Tendance - Le portable, malheur de la montre

«Une montre? Pour quoi faire?», s'exclame le jeune Kamel. Sourire narquois, il soulève son sweat pour montrer le portable pendu à son cou: «Vous voulez l'heure?» Aucun doute, son téléphone mobile fait office de montre. Appuyé contre une voiture, Farès attend sa copine. Il sort régulièrement son portable de la poche de son survêtement et jette un coup d'oeil à l'écran. «Une montre me gêne pour écrire», précise-t-il. Olivier, lui, ne porte de montre que pour les examens, «parce qu'on n'a pas le droit de sortir le portable».
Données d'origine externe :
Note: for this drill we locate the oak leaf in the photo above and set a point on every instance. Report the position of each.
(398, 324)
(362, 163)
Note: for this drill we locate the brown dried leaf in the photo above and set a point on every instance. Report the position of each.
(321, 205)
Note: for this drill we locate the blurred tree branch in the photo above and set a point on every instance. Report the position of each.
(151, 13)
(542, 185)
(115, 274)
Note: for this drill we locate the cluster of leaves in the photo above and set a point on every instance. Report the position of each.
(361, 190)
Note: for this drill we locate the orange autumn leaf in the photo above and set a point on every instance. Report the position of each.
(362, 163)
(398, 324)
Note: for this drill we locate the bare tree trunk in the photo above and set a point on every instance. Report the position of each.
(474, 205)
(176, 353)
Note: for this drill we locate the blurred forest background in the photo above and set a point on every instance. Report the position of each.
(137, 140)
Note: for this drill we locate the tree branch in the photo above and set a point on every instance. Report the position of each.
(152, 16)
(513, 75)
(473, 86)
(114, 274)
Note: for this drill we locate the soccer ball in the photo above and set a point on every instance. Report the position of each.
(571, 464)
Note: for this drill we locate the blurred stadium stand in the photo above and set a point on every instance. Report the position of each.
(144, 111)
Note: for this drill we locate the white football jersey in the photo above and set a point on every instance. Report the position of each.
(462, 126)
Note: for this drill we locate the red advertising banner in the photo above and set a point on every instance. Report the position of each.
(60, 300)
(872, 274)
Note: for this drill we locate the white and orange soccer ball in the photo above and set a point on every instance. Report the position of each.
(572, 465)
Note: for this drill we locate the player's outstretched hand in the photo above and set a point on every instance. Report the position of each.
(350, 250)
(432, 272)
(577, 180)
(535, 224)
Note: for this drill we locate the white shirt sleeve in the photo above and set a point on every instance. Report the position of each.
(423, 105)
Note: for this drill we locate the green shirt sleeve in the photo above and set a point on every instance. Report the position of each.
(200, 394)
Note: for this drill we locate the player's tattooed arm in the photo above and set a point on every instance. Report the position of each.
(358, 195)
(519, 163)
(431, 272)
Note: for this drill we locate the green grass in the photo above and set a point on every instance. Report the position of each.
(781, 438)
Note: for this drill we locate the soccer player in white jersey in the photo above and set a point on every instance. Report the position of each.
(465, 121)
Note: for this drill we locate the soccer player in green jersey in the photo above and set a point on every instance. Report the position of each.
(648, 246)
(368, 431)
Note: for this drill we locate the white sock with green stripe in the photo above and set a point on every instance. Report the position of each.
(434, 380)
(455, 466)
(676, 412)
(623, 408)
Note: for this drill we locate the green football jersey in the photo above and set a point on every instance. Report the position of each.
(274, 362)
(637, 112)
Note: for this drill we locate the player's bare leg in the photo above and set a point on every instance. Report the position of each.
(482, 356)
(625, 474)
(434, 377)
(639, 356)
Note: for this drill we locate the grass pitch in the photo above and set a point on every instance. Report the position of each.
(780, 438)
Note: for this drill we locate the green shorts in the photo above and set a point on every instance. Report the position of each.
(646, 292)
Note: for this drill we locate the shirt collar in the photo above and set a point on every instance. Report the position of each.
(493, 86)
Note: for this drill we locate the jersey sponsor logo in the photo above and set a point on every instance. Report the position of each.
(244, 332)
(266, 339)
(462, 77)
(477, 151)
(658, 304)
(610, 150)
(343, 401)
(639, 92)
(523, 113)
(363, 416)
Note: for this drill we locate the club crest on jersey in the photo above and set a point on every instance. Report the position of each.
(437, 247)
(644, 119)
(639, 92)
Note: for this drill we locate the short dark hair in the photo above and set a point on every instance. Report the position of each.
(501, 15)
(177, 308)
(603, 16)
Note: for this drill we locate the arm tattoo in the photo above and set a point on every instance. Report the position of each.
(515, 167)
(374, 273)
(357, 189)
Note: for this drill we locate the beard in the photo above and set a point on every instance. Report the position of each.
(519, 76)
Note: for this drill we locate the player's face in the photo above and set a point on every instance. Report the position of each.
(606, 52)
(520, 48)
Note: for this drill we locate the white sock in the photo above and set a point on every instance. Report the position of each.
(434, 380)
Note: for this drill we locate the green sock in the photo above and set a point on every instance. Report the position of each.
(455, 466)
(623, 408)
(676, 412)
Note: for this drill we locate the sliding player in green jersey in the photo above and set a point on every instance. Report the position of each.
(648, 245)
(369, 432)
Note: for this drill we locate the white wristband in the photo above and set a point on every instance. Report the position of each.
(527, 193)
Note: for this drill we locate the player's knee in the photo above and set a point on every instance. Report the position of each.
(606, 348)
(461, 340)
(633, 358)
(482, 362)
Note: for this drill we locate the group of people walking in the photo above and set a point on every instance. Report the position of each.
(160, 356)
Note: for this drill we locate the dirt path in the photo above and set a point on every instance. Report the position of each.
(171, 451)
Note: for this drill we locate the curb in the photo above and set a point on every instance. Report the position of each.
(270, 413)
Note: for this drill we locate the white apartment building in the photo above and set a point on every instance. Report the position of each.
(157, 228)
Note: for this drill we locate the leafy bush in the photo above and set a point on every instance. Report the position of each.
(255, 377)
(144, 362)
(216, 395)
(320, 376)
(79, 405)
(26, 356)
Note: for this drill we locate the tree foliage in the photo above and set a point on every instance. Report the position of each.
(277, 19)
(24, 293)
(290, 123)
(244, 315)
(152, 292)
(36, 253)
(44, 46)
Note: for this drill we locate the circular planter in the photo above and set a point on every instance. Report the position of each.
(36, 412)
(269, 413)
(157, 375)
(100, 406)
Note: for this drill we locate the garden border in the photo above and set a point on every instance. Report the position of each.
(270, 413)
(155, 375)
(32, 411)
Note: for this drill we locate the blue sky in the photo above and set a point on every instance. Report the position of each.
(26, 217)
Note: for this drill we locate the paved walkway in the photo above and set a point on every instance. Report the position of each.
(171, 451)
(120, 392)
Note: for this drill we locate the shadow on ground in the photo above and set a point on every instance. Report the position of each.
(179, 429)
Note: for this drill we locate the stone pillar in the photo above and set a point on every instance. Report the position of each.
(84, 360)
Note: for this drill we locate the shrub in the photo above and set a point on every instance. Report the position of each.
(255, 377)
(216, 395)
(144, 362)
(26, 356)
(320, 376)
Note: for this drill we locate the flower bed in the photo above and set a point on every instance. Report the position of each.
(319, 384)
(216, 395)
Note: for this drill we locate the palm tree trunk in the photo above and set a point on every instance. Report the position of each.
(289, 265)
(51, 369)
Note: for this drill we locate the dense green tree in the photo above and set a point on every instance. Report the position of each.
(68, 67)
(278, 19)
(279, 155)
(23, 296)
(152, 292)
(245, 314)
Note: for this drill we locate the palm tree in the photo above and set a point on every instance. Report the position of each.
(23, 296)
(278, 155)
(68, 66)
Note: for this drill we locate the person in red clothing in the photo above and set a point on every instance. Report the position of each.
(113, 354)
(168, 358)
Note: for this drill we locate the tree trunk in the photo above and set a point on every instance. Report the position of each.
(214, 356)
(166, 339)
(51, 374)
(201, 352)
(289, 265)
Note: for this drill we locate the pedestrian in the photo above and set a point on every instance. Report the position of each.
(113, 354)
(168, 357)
À la sortie de l'école, ils sont rares à avoir une montre. Un constat qui inquiète Patrice Besnard, délégué général de la Chambre de l'horlogerie et des microtechniques: «En France, de moins en moins de jeunes ont une montre quand ils ont un portable. C'est un concurrent direct de la montre à bas prix.»

Le recul des modèles bas de gamme et moyen de gamme a été quantifié: une baisse «de l'ordre de 2 à 10 %» en 2004. Et ce type de montres représente de 90 à 95 % des volumes vendus. «Les gens achètent des montres plus chères et délaissent celles à bas prix», constate Patrice Besnard. Le sujet est suffisamment sensible pour qu'en février la Chambre de l'horlogerie ait porté plainte contre une campagne publicitaire «dégradante» pour ses produits. Pour illustrer son slogan — «Le temps ne compte plus» —, l'opérateur avait placardé des affiches montrant des montres avalées par un aspirateur ou gisant dans une poubelle.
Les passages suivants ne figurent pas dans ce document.